Ecco alcuni possibili esempi di modelli di pricing di soluzioni 5G (B2C e B2B):

  • Pricing omnicomprensivo: e-spresso in termini di fees (attivazione/ricorrenti), il cui valore va commisurato ai benefici generati dalle soluzioni offerte.
  • Value driven pricing: espresso in relazione ai driver specifici di valore del cliente sui quali la soluzione offerta ha un’utilità diretta (es. nr clienti, nr oggetti connessi, kw/ora consumati, nr dipendenti, etc).
  • Revenue o risk sharing: più adatto a soluzioni B2B, nelle quali TIM condivide con il cliente rischi ed opportunità legate all’implementazione della soluzione (es. energy management, digital transformation).

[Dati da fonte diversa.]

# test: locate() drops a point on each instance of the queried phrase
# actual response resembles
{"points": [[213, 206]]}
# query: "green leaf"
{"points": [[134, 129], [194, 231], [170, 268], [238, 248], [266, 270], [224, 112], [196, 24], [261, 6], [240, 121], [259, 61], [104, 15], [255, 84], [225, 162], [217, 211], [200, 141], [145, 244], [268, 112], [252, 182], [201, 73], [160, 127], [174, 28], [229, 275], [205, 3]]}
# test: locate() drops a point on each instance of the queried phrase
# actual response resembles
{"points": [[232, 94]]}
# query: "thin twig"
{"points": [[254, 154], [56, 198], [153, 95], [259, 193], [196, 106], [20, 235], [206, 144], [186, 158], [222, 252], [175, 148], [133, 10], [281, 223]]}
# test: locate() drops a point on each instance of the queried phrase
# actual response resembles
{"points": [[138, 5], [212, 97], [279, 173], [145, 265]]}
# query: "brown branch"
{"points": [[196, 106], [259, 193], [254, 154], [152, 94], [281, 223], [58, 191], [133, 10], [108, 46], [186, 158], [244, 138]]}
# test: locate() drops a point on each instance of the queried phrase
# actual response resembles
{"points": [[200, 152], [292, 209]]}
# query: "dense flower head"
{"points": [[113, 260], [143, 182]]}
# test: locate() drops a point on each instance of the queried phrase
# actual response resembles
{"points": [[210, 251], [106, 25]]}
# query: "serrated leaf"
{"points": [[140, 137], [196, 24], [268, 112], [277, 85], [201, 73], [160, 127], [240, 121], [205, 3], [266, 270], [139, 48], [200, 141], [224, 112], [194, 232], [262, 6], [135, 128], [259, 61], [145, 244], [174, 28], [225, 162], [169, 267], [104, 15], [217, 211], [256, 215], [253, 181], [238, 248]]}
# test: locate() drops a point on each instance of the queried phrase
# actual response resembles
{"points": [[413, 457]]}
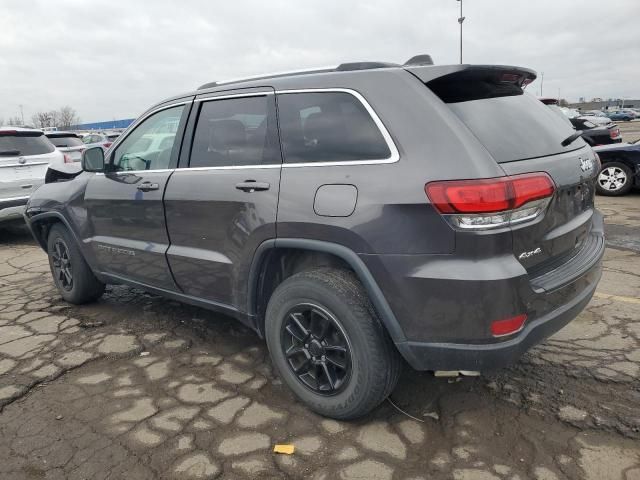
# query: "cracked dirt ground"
{"points": [[140, 387]]}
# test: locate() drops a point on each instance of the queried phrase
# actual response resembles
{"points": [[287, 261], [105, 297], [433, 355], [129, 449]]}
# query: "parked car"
{"points": [[591, 133], [348, 229], [599, 119], [104, 140], [24, 158], [620, 115], [620, 170]]}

Per meglio comprendere quanto detto, soffermiamoci sulla mappa concettuale sviluppata per categorizzare gli elementi chiave della value proposition di TIM nei prossimi anni; il tutto mette a sistema gli oggetti (“Things”), le informazioni che generano (“Big Data”) e tutti i numerosi asset (clienti, billing, devices, identità digitale, etc.) che, una volta integrati nelle soluzioni IoT, potranno generare un posizionamento distintivo.

 

Mappa concettuale della value proposition di TIM

Conclusioni

In conclusione, il 5G rappresenterà un’evoluzione significativa  della reti attuali di telecomunicazioni - 4G e reti in fibra - che riguarderà non solo le prestazioni tecniche e le relative performance offerte agli utilizzatori ma che sarà ‘guidata’, nel suo sviluppo di business, dagli ecosistemi e dagli use cases dei ‘clienti’ delle industry verticali.
Gli operatori si troveranno quindi a dover gestire una trasformazione importante nella loro rete insieme allo sviluppo di nuove filiere ed ecosistemi di servizio che la nuova rete abiliterà, e dovranno sedersi al tavolo con i partner industriali per ridisegnare i loro processi e costruirne insieme le soluzioni verticali, offrendo flessibilità, agilità ed, in particolare, rapidità di sviluppo.
Di fronte a questo scenario, in maniera ancora maggiore che in passato, gli operatori hanno la necessità di un contesto politico/normativo chiaro, una regolamentazione ‘fair’ e standard tecnologici ‘comuni’ per poter programmare un piano di investimenti ‘congiunti’ con gli altri player e garantire la sostenibilità del nascente business 5G.

 

Note

  1. Ericsson stima al 2022 circa 1.5 miliardi di device IoT con connessione cellulare (Fonte Ericsson Mobility Report, Nov.2016).
  2. Dalle stime citate dalla Commissione, si prevede, infatti, che nel 2025 il 5G a livello mondiale garantirebbe un aumento del reddito per 225 miliardi di euro e che in quattro settori fondamentali (automobilistico, salute, energia e trasporti) potrebbero raggiungere i 114 miliardi di euro l’anno.
  3. Condotto da InterDigital Europe, Real Wireless, Tech4i2 e il programma Connect del Trinity College Dublin.